KindS of Blue...: junho 2011

quinta-feira, 9 de junho de 2011

Dionísio e a cerejeira

Houve um tempo em que seu coração era uma tabula rasa. Não necessariamente sem qualquer experiência, como dizia Locke, mas um descompasso em uma partitura mal escrita. Inocentemente promíscuo e incapaz de discernir qualquer sentimento acima da linha de sua virilha.

Madrugada.

Todos os sons dormiram.

Para onde foi a festa daquelas ruas sujas? No meio da música pulsante e violenta, não podia ouvir o quase-sussuro que tanta falta lhe fazia. Bebeu, beijou, riu (falsamente), cantou... sem sentir nada. A vida deveria ser mesmo muito breve ali, como música de elevador - só se escuta até a próxima parada.
Aprendera desde cedo que seu laboratório era a noite; a solidão, sua amante, e o álcool seu melhor amigo. Mas tinha de voltar pra casa, desbravar outros mares.
Queria mais.

Na semana seguinte, um aniversário a comparecer. Amigo próximo, família simpática, fotos, bolo e sorrisos...
E ela.
Não! Não era, no entanto, a irmã do amigo. Era a vizinha - segunda casa à esquerda descendo a rua - e lembrou que já a conhecia de vista. (Re)apresentações, conversa rápida, risos e logo ele achava seu porto seguro.

Escolheu não escolher mais.

Era ela!, e seu nome era o canto das sereias, a celebração de Dionísio, o vinho mais macio e caloroso.
Acertava o curso de sua vida pelas mãos dela no leme corrigido.
Pelas mãos dela escrevia nova partitura.
As mãos dela criavam a luz.
Ela e sua boca, cerejas perfeitas.
Ela... sua ilha.

Seguiram viagem entre calmarias e rodamoinhos por cinco lindos meses.

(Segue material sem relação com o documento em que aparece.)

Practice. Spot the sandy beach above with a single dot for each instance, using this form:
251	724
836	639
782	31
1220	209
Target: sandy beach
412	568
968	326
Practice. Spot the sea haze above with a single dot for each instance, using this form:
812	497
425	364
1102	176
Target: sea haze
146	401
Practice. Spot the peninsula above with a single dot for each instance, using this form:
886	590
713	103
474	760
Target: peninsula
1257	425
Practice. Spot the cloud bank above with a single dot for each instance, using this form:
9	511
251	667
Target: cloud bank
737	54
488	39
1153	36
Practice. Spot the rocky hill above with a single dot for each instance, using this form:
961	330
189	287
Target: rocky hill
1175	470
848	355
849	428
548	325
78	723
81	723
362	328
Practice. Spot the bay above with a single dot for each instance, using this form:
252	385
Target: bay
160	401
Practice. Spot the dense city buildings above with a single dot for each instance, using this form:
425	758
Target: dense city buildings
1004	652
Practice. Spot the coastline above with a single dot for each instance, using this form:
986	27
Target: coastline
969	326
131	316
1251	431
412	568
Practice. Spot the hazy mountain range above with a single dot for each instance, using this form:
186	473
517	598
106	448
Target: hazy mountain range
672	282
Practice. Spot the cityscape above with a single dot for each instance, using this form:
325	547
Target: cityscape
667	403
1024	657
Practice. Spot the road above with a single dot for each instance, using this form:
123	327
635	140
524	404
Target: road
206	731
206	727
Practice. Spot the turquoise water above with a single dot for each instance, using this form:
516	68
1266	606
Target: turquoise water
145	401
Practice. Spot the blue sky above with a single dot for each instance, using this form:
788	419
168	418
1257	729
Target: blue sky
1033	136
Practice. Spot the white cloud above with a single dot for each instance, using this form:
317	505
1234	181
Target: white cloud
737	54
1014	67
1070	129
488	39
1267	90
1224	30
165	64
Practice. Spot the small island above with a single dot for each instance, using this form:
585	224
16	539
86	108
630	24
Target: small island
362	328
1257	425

Descobriu nela o ir e vir de seus beijos como uma jornada sem volta. Nadou profundamente no oceano de eternas batalhas a vencer - batalhas invisíveis para ganhar seu coração.

***

Voltou à noite, ao asfalto.
Sua viagem acabara. O tempo passou sem pedir licença e sua ilha o deixou - pela primeira vez, não fora ele a deixar um lugar.
Mas era outra pessoa agora.
Escolheu o norte. Estendeu suas velas para partir sozinho. Porém, a solidão não era mais sua companheira: tinha, agora, a memória, tesouro que nenhum pirata ou abismo oceânico lhe tomaria.

A saudade trouxe-lhe o impossível ao toque das mãos.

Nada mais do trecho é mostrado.